Day four at the Biennial . . .
“Take in the scene well,” a sailor laying across the ship’s deck instructs a shaky handed cameraman, one of the many seamen from India, Iran or Pakistan who contributed cellphone videos to CAMP’s new film From Gulf to Gulf to Gulf (2009–13).
The vessels sculling across the screen are anchored just meters away as the film, commissioned for the Biennial, shows at the Sharjah Creek. Assembled on the benches or crouched on the dusty ground are local men, who point and murmur in recognition with the appearance of each new ship.
The sequence of grainy, short clips—shot over the course of the past four years—observes the brutal enterprise of life at sea: hundreds of cattle compressed onto a deck, ton after ton of pasta unloaded, goats hung up by their feet and skinned. If the frenetic videos lack polish, they make up for this as an immersive experience.
Yet even at their most intimate, these documents are never statements of affection. Rather than lamenting the effect of this battering toil on sailors’ lives, the banal and the spectacular are observed equally and even handedly. The mariners who exchange haircuts or drum on plastic barrels also hoist cars into the air or witness vessels on fire. At times, the footage records moments of beautiful, hallucinatory abstraction, following dolphins streaming through the water or throbbing lights at a dance club on the coast.

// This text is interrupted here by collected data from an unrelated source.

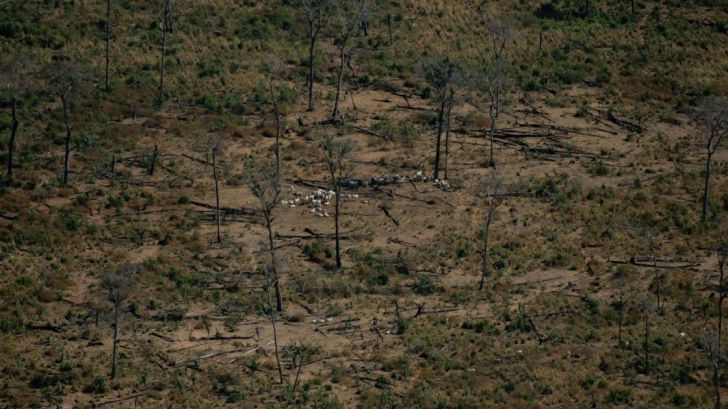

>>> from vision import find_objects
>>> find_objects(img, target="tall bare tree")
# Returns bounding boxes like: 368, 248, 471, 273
244, 160, 283, 312
475, 171, 509, 290
480, 12, 516, 167
263, 57, 286, 176
157, 0, 174, 105
692, 96, 727, 223
297, 0, 328, 112
1, 58, 31, 181
705, 245, 728, 409
101, 265, 135, 380
321, 129, 356, 269
417, 55, 460, 180
46, 62, 88, 185
331, 0, 368, 119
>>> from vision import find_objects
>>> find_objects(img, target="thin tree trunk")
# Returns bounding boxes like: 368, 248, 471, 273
148, 144, 158, 176
269, 81, 281, 176
62, 95, 71, 185
157, 25, 168, 105
306, 29, 318, 112
212, 148, 221, 243
717, 258, 726, 409
105, 0, 111, 89
479, 213, 492, 290
111, 303, 119, 379
266, 216, 283, 312
703, 152, 712, 222
444, 92, 454, 180
631, 0, 636, 14
387, 14, 393, 45
488, 104, 496, 167
332, 39, 348, 119
334, 182, 342, 269
7, 96, 18, 180
618, 292, 624, 347
266, 277, 284, 384
433, 93, 446, 179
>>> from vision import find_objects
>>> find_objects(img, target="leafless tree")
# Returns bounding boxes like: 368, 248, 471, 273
46, 62, 88, 185
263, 57, 286, 176
417, 55, 460, 180
475, 171, 509, 290
705, 245, 728, 409
321, 129, 356, 269
480, 12, 517, 167
331, 0, 369, 119
148, 143, 159, 176
443, 72, 470, 179
264, 261, 285, 384
244, 160, 283, 312
157, 0, 174, 105
691, 96, 727, 223
1, 58, 32, 181
104, 0, 112, 89
210, 138, 222, 243
101, 265, 135, 379
297, 0, 329, 112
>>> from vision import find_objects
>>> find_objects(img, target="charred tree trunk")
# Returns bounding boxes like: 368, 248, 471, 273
111, 302, 119, 379
6, 96, 18, 180
618, 292, 624, 347
148, 144, 158, 176
387, 14, 393, 45
62, 95, 72, 185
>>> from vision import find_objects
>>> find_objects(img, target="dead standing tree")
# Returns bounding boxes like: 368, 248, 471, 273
1, 57, 31, 181
481, 12, 517, 167
705, 245, 728, 409
46, 62, 88, 185
244, 161, 284, 313
475, 171, 509, 290
417, 55, 460, 180
157, 0, 174, 106
263, 57, 286, 176
297, 0, 329, 112
691, 96, 727, 223
331, 0, 368, 119
101, 266, 135, 380
244, 160, 284, 383
322, 129, 356, 269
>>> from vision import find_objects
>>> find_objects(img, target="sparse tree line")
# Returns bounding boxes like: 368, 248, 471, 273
0, 0, 727, 402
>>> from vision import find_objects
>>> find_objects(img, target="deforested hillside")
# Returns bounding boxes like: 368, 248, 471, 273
0, 1, 727, 408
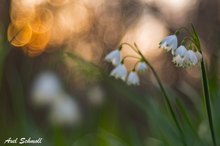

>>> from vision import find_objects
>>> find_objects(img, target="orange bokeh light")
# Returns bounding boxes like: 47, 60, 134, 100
8, 0, 93, 57
29, 8, 54, 33
7, 23, 32, 47
47, 0, 69, 7
24, 31, 51, 57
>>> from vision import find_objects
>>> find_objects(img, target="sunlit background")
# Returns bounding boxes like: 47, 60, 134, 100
0, 0, 220, 146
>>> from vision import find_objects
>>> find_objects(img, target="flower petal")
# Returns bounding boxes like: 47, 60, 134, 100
127, 71, 140, 85
159, 35, 178, 52
105, 49, 121, 66
110, 64, 127, 81
136, 62, 148, 73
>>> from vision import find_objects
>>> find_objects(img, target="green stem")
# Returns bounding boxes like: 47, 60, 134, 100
190, 24, 216, 146
200, 57, 217, 146
134, 43, 187, 146
143, 57, 186, 146
120, 42, 140, 54
121, 55, 141, 63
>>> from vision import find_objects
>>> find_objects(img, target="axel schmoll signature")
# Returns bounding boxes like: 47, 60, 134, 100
3, 137, 43, 144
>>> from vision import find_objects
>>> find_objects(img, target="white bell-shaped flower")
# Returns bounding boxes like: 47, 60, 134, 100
159, 35, 178, 52
187, 50, 198, 65
127, 71, 140, 86
136, 62, 148, 73
174, 45, 187, 57
173, 50, 201, 68
105, 49, 121, 66
110, 63, 127, 81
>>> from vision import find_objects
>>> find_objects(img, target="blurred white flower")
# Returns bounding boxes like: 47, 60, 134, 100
127, 71, 140, 86
105, 49, 121, 66
159, 35, 178, 52
110, 63, 127, 81
174, 45, 187, 57
87, 85, 105, 106
31, 72, 62, 107
136, 62, 147, 73
49, 94, 81, 126
198, 121, 209, 141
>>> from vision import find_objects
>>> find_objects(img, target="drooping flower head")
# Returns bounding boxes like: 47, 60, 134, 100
105, 43, 150, 86
159, 27, 203, 68
174, 45, 187, 57
136, 61, 148, 73
173, 49, 202, 68
105, 49, 121, 66
127, 71, 140, 86
187, 50, 198, 65
159, 35, 178, 52
110, 63, 127, 81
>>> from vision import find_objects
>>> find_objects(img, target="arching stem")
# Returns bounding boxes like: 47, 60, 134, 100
134, 42, 187, 146
120, 42, 140, 54
121, 55, 141, 63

Japanese artist Shimabuku also takes an interest in Sharjah’s nautical culture, particularly the abra dinghies that carry migrant sailors back and forth across the Creek. For Shimabuku’s Boat Trip, the enterprising participant descends cement stairs onto a small vessel, where a broadfaced, bearded captain sits at the stern. “One dirham,” he says, and obliging hands drop coins onto his makeshift counter.
The catalog informs us that: “On the boat trip, visitors will see the Emirate from a different perspective. They will meet workers from India, Pakistan, Bangladesh and elsewhere, and these laborers will meet people from all over the world.” The brief ride across the Creek allows for little more than furtive glances, and, on arrival back on shore, the participant is met by a barrow that offers “Ice Cream with Salt” and “Ice Cream with Pepper.”
The opportunity to buy a five-dirham dessert, on which the vendor crushes salt or pepper, reinforces the uneasy sensation that this experience has been a cross between a Disneyland adventure and an anthropological exercise, accessed through strictly commercial means. It remains unclear whether the trip is an earnest attempt to see local life, as the description would seem to insist, or a mocking critique of our terms of access.
Of the two water-based explorations, Shimabuku’s Boat Trip is the less effective, despite being a face-to-face encounter. Compare it to a brilliant moment in CAMP’s film when a sailor’s cellphone camera meets the eager lens of a Western tourist—in this instant, as the ship embarks from a port, the men become two equally greedy sets of eyes.
Noelle Bodick is assistant editor of ArtAsiaPacific and is based in Hong Kong.